Mark Bauerlein has a piece on the Chronicle of Higher Ed’s Brainstorm blog that should give pause to those whose definition of achievement in public education starts and stops with reading and math scores.
Bauerlein spins a fictional tale of a top Emory University law school student interviewing at one of the leading law firms in Atlanta. Over lunch with the senior partners, the conversation turns toward the older gentlemen’s memories of the Cold War. “It’s not a test, and it’s not planned,” Bauerlein notes. ”For them, the Cold War is simply one of those realities that any intelligent person is familiar with and has some opinions about.” But the overachieving young man has nothing to add and is conspicuously out of his depth.

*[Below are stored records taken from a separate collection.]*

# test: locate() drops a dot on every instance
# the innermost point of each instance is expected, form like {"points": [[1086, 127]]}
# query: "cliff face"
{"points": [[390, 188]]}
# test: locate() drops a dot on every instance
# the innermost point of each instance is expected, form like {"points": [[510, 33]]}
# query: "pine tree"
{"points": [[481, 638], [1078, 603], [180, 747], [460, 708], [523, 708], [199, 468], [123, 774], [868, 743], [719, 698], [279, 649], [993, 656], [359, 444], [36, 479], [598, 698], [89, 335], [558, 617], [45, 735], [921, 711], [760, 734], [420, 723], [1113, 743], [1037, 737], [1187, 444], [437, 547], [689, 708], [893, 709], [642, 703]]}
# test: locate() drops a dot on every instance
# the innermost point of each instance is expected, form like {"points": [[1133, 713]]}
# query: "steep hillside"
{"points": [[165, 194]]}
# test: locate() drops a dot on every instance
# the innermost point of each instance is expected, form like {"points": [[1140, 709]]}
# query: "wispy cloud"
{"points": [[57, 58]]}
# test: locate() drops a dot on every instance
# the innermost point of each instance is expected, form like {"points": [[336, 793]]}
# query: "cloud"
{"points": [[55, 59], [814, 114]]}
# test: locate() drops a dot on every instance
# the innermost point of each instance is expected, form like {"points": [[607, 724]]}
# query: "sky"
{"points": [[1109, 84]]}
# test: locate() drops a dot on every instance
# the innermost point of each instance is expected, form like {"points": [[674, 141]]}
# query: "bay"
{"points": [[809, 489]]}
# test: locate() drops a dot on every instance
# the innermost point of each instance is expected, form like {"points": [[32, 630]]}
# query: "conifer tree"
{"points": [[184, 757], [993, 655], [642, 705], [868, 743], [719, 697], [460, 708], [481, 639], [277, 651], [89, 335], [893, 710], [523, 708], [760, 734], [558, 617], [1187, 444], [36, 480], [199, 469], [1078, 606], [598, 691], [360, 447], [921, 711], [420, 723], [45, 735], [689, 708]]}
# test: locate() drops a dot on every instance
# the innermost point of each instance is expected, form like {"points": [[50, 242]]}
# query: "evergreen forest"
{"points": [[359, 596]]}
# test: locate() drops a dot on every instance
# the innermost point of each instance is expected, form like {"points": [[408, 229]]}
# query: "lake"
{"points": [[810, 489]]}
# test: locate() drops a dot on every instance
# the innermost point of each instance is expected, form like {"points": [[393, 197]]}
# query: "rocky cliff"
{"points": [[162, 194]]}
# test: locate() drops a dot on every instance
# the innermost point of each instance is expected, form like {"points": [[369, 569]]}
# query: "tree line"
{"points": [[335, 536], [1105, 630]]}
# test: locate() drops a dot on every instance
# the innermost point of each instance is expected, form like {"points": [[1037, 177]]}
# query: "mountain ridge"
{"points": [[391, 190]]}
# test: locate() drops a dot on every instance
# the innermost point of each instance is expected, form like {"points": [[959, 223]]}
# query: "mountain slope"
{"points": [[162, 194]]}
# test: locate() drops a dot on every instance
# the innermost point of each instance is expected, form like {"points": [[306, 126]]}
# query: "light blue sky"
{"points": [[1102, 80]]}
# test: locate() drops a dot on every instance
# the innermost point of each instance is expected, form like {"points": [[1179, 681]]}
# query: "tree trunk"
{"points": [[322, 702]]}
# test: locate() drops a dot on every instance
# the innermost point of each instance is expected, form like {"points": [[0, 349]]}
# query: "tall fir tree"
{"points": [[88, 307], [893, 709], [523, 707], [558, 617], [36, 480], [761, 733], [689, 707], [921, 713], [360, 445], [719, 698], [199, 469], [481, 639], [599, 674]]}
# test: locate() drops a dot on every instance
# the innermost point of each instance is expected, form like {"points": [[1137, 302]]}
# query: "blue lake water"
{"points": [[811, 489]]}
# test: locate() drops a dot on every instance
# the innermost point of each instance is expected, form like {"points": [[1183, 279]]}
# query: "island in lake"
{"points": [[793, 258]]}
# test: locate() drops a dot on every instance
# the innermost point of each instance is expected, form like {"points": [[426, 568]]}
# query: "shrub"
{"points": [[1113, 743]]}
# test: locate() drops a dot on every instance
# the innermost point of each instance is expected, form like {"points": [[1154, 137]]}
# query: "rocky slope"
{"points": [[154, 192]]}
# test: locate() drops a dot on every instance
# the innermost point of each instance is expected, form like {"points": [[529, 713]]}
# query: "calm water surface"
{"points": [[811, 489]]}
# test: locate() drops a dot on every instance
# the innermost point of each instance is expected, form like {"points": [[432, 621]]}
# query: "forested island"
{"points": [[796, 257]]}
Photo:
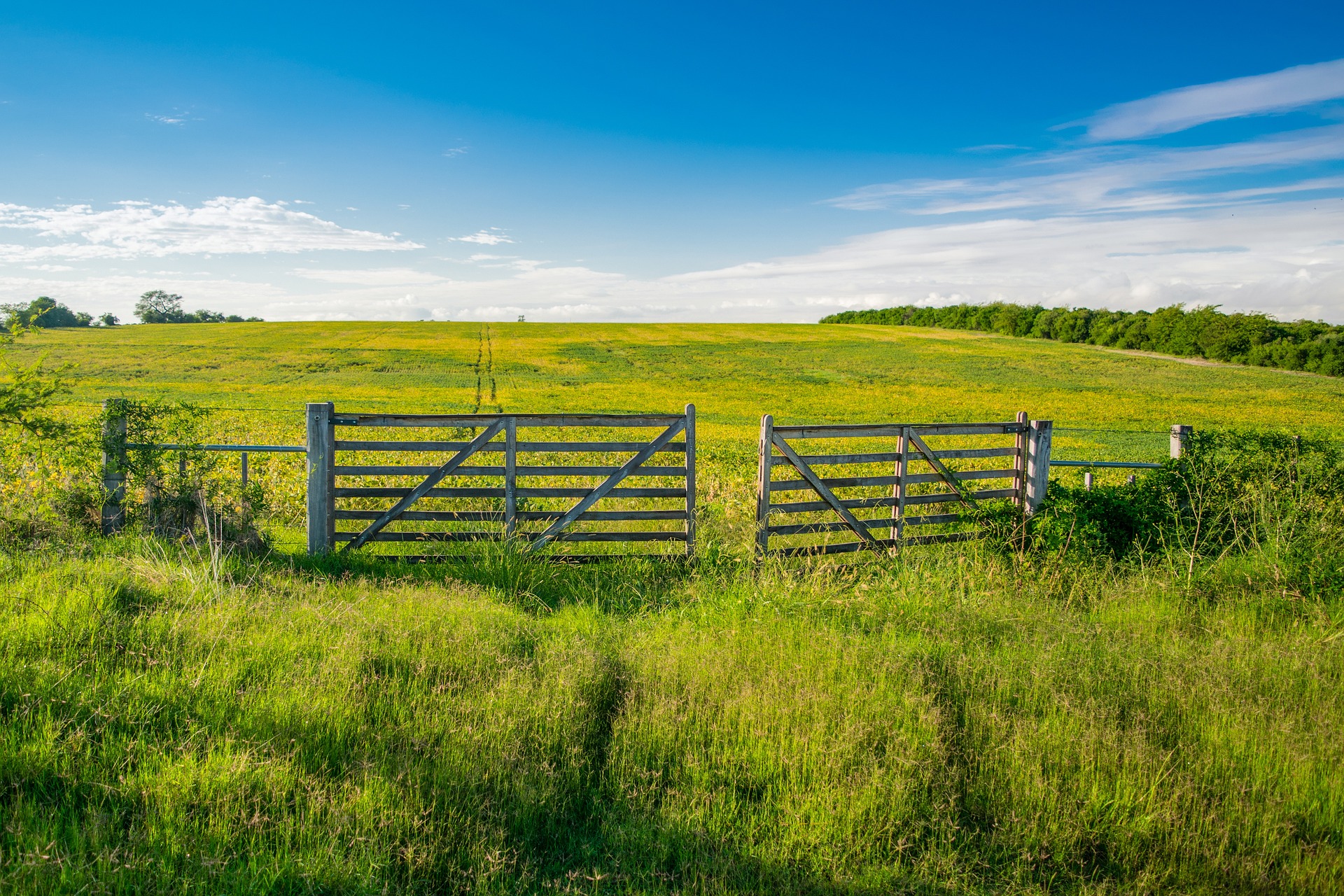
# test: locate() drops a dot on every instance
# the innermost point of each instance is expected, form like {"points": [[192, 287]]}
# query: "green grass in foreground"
{"points": [[951, 724]]}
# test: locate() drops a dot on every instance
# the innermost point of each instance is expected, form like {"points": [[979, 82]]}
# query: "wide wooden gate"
{"points": [[547, 479], [907, 473]]}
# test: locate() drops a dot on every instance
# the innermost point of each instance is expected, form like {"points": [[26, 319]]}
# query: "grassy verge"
{"points": [[176, 722]]}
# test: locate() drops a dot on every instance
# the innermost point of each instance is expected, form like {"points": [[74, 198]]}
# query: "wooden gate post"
{"points": [[321, 477], [1038, 463], [1180, 435], [690, 480], [1021, 461], [764, 485], [113, 466]]}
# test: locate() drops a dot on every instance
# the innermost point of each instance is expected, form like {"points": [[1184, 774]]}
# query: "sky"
{"points": [[657, 162]]}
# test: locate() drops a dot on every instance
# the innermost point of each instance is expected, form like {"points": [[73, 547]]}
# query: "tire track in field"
{"points": [[487, 391]]}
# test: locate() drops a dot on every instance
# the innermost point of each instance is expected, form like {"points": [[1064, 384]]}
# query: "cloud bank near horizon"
{"points": [[1252, 225]]}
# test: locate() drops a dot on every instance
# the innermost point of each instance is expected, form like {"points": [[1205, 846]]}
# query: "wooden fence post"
{"points": [[764, 485], [321, 480], [1021, 461], [510, 476], [1180, 434], [1038, 463], [113, 466], [690, 480]]}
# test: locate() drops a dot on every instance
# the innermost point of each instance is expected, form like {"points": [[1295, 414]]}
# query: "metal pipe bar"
{"points": [[1117, 464], [293, 449]]}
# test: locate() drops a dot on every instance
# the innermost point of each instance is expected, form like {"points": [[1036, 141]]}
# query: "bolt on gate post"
{"points": [[321, 477]]}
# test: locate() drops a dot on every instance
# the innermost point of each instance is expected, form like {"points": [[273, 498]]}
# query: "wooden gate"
{"points": [[539, 464], [892, 469]]}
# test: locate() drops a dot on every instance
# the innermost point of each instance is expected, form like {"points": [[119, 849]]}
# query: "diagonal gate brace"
{"points": [[942, 470], [430, 481], [610, 482], [820, 488]]}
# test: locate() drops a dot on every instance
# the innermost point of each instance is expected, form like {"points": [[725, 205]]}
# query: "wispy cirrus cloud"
{"points": [[1112, 175], [146, 230], [488, 237], [1174, 111]]}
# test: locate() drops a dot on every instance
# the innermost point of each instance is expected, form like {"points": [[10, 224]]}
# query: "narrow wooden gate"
{"points": [[891, 468], [526, 492]]}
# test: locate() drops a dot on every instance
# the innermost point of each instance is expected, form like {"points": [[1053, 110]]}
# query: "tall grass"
{"points": [[175, 722]]}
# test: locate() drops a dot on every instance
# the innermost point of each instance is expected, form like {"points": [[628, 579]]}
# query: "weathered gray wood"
{"points": [[942, 468], [430, 481], [523, 448], [892, 430], [936, 519], [605, 514], [523, 516], [917, 479], [898, 491], [822, 460], [596, 495], [808, 528], [433, 421], [428, 516], [394, 492], [834, 482], [1021, 461], [765, 453], [321, 481], [820, 488], [612, 493], [414, 470], [1038, 463], [1123, 465], [944, 498], [511, 477], [854, 547], [854, 504], [503, 470], [1180, 435], [526, 536], [113, 514], [690, 480]]}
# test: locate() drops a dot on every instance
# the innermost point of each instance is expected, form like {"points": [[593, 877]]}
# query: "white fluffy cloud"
{"points": [[1186, 108], [218, 226]]}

The others have the tact to move on, but they note the deficiency. It doesn’t cost the young man the job, but the senior fellows make a judgment. This guy, they think, is sharp and hard-working, but get out of his training and he doesn’t bring much to the table. The deeper awareness that makes for a sober judgment and wider perspective is missing…This is the professional value of cultural literacy. It counts a lot more in professional spheres than academics and educators realize. The measure is informal, yes, but it makes a difference in how peers and superiors regard you.

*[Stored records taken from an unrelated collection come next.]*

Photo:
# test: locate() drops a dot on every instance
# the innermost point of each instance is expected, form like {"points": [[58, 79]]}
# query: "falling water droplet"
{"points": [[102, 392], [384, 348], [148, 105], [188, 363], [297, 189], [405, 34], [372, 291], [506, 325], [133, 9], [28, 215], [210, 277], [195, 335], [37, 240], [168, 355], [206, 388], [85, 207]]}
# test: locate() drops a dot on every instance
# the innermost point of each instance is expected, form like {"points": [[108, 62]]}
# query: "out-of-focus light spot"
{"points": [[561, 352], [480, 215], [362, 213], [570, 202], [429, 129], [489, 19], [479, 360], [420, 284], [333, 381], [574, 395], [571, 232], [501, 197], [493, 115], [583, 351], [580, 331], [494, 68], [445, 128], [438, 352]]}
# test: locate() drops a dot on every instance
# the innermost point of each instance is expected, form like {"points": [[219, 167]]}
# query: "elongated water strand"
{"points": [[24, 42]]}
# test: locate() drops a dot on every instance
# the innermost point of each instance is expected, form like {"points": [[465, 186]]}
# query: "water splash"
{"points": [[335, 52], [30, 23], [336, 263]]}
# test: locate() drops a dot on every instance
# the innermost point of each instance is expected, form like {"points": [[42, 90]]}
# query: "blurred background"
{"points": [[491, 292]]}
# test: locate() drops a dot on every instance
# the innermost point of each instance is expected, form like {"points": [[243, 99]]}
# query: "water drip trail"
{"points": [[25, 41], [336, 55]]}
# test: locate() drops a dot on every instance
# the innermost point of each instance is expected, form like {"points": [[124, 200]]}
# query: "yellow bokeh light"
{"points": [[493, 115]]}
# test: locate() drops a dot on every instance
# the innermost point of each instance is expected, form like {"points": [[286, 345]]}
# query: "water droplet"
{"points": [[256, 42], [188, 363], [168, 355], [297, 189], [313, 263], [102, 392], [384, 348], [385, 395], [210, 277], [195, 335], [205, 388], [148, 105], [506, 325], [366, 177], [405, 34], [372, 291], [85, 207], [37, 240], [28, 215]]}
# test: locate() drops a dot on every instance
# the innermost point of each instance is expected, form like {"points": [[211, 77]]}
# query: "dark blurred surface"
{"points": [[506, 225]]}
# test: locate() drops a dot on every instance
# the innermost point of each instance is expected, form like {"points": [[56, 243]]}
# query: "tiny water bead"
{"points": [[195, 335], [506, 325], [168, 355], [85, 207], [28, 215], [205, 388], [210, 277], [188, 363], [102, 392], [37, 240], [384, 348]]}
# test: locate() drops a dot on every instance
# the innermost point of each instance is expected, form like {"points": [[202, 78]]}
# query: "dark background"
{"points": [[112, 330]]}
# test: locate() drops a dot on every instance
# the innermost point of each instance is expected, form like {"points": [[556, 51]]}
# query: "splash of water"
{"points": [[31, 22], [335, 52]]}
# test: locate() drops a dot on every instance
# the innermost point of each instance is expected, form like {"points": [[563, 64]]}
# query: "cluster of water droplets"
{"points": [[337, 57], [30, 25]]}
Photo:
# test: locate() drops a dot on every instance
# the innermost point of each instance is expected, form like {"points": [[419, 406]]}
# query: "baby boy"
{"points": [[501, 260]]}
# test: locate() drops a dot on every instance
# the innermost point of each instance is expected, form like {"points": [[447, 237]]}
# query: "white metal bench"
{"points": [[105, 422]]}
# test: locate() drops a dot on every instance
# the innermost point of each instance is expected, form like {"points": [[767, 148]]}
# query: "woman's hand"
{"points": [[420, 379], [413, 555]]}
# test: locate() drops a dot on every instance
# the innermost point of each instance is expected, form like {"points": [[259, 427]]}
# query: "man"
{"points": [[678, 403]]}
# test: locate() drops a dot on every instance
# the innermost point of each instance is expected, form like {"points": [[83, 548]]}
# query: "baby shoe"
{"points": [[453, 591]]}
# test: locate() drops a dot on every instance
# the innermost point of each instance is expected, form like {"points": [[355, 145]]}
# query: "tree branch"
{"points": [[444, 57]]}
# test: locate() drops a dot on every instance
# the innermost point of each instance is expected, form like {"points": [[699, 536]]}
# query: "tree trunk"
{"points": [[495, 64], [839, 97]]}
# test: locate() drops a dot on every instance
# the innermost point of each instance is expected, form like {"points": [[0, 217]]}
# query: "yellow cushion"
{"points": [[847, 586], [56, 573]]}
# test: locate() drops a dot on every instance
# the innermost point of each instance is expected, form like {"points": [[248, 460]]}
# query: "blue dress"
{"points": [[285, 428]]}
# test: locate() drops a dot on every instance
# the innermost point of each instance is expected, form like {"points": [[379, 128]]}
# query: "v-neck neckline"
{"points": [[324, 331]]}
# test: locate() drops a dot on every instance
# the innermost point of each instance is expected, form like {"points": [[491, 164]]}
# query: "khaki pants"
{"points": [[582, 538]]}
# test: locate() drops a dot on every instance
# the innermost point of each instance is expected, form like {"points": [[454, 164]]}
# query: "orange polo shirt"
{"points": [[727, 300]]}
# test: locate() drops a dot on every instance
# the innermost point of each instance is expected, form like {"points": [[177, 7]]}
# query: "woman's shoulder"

Bauerlein’s piece reminded me of a conversation I had with an unusually bright student a few years ago. She blew away every math and reading test she’d ever taken, but her walking around knowledge of even basic history, geography and current events was virtually nonexistent (Granted, she was a 5th grader, but she was under the impression that New Jersey was a country). Discussing the gaps in her education, I told her, “This is not your fault, but it is your problem.” Indeed, this young lady had done absolutely everything asked of her in school. Her lack of breadth was not something she chose, but something we had allowed to happen to her. If the gaps in her knowledge persist into adulthood, I knew, the world would certainly judge her skeptically, even harshly, for precisely the reasons Bauerlein describes–especially as a person of color from the South Bronx.
Crucially, this was a kid with top scores on standardized tests–one of my school’s rare ”double 4s” in both math and reading. By that measure–but only by that measure–a screaming success story of public education. But what the data doesn’t show, and Baurlein’s piece reminds us, is that out in the real world there are very different metrics at work. There’s too often far less to our current definition of success than meets the eye.